I had a couple of questions on capital allocation. The first one on Slide 10, you've done a great job of getting your debt down to this level, and you talk about the next area to deploy free cash flow is to pay down your credit facility balance. So maybe curious on your perspective of how shareholder return specifically buybacks fit into this equation. And given the strengthening of the balance sheet, when do you think you're at that inflection point to buy back stock?
Yes. I said in the remarks, the first call on that free cash flow is to pay down the credit facility and that near-term maturity in '26. So that's about $500 million. And then after that, we'll return to our 50-50 strategy of paying down debt plus buying back shares. It will depend on commodity prices when we actually achieve those. But based on today's commodity prices, it'd be in the first half of next year.

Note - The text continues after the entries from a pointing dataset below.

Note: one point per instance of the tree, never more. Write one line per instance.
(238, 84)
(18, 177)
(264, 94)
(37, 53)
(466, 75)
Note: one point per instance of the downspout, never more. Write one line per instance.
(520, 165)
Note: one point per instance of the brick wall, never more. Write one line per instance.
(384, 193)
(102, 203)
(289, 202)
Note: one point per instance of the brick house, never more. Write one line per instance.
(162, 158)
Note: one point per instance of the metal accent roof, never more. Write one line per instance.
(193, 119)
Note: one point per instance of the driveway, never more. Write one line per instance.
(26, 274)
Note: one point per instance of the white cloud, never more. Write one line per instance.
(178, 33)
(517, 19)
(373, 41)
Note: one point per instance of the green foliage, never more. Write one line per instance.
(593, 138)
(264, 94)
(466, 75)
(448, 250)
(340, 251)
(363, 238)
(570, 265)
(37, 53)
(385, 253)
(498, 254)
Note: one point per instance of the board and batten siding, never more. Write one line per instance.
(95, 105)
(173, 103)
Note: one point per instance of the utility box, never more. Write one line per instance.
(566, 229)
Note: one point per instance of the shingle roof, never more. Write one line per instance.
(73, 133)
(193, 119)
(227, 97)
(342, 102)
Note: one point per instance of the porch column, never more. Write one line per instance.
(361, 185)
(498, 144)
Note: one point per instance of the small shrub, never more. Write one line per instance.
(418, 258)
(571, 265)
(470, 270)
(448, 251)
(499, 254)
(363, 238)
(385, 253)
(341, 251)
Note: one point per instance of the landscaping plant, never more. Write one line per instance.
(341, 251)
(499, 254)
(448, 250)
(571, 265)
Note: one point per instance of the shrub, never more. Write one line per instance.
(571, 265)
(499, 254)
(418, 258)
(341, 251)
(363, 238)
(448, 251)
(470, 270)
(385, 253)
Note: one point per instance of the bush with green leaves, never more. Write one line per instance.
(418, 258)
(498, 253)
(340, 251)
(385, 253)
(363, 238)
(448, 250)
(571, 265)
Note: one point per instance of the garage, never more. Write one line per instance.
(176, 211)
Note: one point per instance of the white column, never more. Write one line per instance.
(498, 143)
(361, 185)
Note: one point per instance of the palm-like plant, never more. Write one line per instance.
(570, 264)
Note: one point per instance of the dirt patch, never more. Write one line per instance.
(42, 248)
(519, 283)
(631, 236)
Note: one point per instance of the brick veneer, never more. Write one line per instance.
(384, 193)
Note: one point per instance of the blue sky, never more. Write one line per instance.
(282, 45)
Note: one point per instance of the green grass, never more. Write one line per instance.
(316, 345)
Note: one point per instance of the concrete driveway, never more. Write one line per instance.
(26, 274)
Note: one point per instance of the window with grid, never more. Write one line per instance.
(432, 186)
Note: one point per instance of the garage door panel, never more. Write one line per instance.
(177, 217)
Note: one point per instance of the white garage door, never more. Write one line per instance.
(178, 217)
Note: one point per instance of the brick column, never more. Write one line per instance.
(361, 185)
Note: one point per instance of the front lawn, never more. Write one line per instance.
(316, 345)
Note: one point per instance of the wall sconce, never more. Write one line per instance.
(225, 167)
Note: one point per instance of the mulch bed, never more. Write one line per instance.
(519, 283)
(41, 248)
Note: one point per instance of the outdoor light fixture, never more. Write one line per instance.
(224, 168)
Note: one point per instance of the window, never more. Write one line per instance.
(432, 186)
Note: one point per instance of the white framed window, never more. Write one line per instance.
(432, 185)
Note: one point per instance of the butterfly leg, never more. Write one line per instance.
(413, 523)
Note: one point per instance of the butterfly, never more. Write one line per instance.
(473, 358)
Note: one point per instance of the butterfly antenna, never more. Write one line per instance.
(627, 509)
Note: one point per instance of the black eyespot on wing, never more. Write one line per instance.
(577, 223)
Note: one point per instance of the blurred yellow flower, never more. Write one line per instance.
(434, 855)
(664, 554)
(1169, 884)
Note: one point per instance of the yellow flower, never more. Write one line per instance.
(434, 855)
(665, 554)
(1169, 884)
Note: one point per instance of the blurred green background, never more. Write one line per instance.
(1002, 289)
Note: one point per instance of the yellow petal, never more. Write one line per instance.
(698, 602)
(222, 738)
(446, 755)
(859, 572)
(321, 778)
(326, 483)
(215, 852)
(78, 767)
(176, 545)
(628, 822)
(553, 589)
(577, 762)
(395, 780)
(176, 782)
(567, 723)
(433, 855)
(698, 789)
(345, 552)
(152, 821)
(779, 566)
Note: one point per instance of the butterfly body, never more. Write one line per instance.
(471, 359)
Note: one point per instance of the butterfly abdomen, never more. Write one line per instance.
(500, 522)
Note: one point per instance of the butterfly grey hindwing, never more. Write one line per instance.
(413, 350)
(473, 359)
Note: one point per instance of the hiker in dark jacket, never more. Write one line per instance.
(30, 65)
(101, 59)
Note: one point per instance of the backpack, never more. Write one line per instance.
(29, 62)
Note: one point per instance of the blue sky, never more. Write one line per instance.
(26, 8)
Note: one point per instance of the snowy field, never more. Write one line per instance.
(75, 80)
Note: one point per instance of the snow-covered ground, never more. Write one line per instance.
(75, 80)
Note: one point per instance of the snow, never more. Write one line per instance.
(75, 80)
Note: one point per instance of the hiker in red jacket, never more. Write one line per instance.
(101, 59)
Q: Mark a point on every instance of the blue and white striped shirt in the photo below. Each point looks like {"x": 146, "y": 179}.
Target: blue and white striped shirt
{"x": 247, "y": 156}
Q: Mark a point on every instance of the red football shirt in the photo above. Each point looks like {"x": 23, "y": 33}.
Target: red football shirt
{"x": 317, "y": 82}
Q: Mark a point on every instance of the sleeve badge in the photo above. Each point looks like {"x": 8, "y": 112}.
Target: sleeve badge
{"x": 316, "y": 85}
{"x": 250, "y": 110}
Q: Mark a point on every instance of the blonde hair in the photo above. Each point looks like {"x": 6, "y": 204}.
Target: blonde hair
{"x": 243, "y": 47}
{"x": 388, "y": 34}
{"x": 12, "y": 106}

Dave, I wanted to circle back to the liquids market, and I apologize if you did hit on this in your answers, I may have missed it, but I was hoping you could comment just on storage levels at the moment. Specifically, them being above the 5-year it appears as well as the production coming out of PADD 3 and just where do you see those playing out through the summer?
Jacob, this is Dave. If you go back to the first quarter, we actually had that polar vortex in January went from the top of the 5-year range to the 5-year average and then kind of continued along that trend until the last 5 or 6 weeks. We've had I would say some pretty unusual EIA data. It didn't really change at all for 1 month, 1.5 months, and then we had significant change last week and then a below expectation build this week. So we are back kind of in that between the 5-year range and the top of the range below last year, but above that 5-year average. And we'll see what the inflection point looks like, how does that slope rise over the summer. I think there's a lot of different forecasts out there on propane production this year. Hard to say exactly who's right on that. We do pay attention to the rig count in all the basins and watch that. And so that's, again, part of what drove our earlier comments on just taking that small amount of domestic Mont Belvieu propane exposure we have doing some hedging there this year. But sorry, I answered all your questions there, Jacob?
Yes. As you correctly noted, they no longer participate in our wells that concluded on March 31, 2023, but there is still a runoff of the PDP base. That will revert back to us once they reach certain rates of return. Currently, we are forecasting this to begin in 2026.
There are no further questions in the queue. I'd like to hand it back to management for closing remarks.
Yes. Thank you for joining us on today's call. Please reach out if any further questions. Thanks.
Ladies and gentlemen, this does conclude today's teleconference. Thank you for your participation. You may disconnect your lines at this time, and have a wonderful day.